You can also argue that it offers some rate-limiting value to the acquisition pipeline but since there are so many CAs capable of issuing these certificates you could register many companies, somewhat like Special Purpose Acquisition Companies (SPAC) in the stock market, so that when the right opportunity exists to use these certificates it’s ready and waiting.
This hurdle also comes at the expense of adoption of code signing. This of course begs the question of was all that hassle was worth it?
Usually the argument made here is that since the company registration took place we can at least find the attacker at a later date right? Actually no, very few (if any) of these company registrations verify the address of the applicant.
As I stated, in the beginning, this problem isn’t specific to code signing but in systems like code signing where the use of the credential has been separated from the associated usage of the credential, it becomes much harder to manage this risk.

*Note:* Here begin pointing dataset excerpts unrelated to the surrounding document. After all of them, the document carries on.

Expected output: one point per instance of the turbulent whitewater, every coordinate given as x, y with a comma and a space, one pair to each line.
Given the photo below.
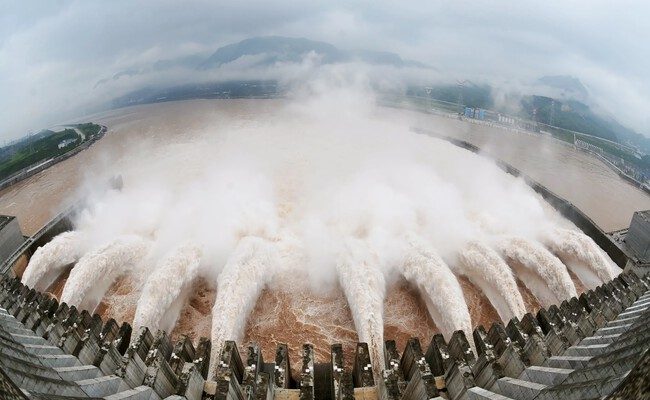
332, 191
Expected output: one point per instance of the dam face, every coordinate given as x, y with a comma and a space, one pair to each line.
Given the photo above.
584, 347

To keep this code signing example going let’s look at the Apple Store. They do code-signing and use certificates that are quite similar to EV code-signing certificates. What is different is that Apple handles the entire flow of entity verification, binary analysis, manual review of the submission, key management, and signing. They do all of these things while taking into consideration the relationship of each entity and by considering the entire history available to them. This approach gives them a lot more information than you would have if you did each of these things in isolation from each other.
While there are no silver bullets when it comes to problems like this getting the abstractions at the right level does give you a lot more to work with when trying to defend from these attacks.